Awasthi Beatrice W, Paulo João A, Burkhart Deborah L, Smith Ian R, Collins Ryan L, Harper J Wade, Gygi Steven P, Haigis Kevin M
Center for Systems Biology, Department of Radiation Oncology, and Center for Cancer Research, Harvard Medical School and Massachusetts General Hospital, Boston, MA 02114, USA.
Broad Institute of MIT and Harvard, Cambridge, MA 02142, USA.
iScience. 2025 Mar 4;28(4):112146. doi: 10.1016/j.isci.2025.112146. eCollection 2025 Apr 18.

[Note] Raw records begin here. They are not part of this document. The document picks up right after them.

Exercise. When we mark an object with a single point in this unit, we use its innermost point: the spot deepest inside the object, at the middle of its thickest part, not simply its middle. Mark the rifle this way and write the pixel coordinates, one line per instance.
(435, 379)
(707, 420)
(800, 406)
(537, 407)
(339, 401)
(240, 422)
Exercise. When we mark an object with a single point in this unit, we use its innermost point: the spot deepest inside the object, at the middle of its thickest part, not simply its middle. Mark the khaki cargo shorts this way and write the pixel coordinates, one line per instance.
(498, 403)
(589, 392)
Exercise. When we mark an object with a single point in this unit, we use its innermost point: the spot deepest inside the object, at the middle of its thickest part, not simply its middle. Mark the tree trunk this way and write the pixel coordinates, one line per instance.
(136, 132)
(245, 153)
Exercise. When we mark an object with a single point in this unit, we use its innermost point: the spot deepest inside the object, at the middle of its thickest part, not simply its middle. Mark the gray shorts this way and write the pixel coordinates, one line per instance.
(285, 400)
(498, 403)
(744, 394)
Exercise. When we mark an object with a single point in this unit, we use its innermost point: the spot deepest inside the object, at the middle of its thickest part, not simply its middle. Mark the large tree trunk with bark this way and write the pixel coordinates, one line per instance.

Epidermal growth factor receptor (Egfr)-driven signaling regulates fundamental homeostatic processes. Dysregulated signaling via Egfr is implicated in numerous disease pathologies and distinct Egfr-associated disease etiologies are known to be tissue-specific. The molecular basis of this tissue-specificity remains poorly understood. Most studies of Egfr signaling to date have been performed or in tissue-specific mouse models of disease, which has limited insight into Egfr signaling patterns in healthy tissues. Here, we carried out integrated phosphoproteomic, proteomic, and transcriptomic analyses of signaling changes across various mouse tissues in response to short-term stimulation with the Egfr ligand Egf. We show how both baseline and Egf-stimulated signaling dynamics differ between tissues. Moreover, we propose how baseline phosphorylation and total protein levels may be associated with clinically relevant tissue-specific Egfr-associated phenotypes. Altogether, our analyses illustrate tissue-specific effects of Egf stimulation and highlight potential links between underlying tissue biology and Egfr signaling output.
表皮生长因子受体(Egfr)驱动的信号传导调节基本的稳态过程。通过Egfr的信号失调与多种疾病病理相关,并且已知不同的Egfr相关疾病病因具有组织特异性。这种组织特异性的分子基础仍知之甚少。迄今为止,大多数关于Egfr信号传导的研究都是在疾病的组织特异性小鼠模型中进行的,这限制了我们对健康组织中Egfr信号模式的了解。在这里,我们对各种小鼠组织在受到Egfr配体Egf短期刺激后的信号变化进行了综合磷酸化蛋白质组学、蛋白质组学和转录组学分析。我们展示了不同组织之间基线和Egf刺激的信号动力学如何不同。此外,我们提出了基线磷酸化和总蛋白水平可能如何与临床相关的组织特异性Egfr相关表型相关联。总之,我们的分析阐明了Egf刺激的组织特异性效应,并突出了潜在的组织生物学与Egfr信号输出之间的联系。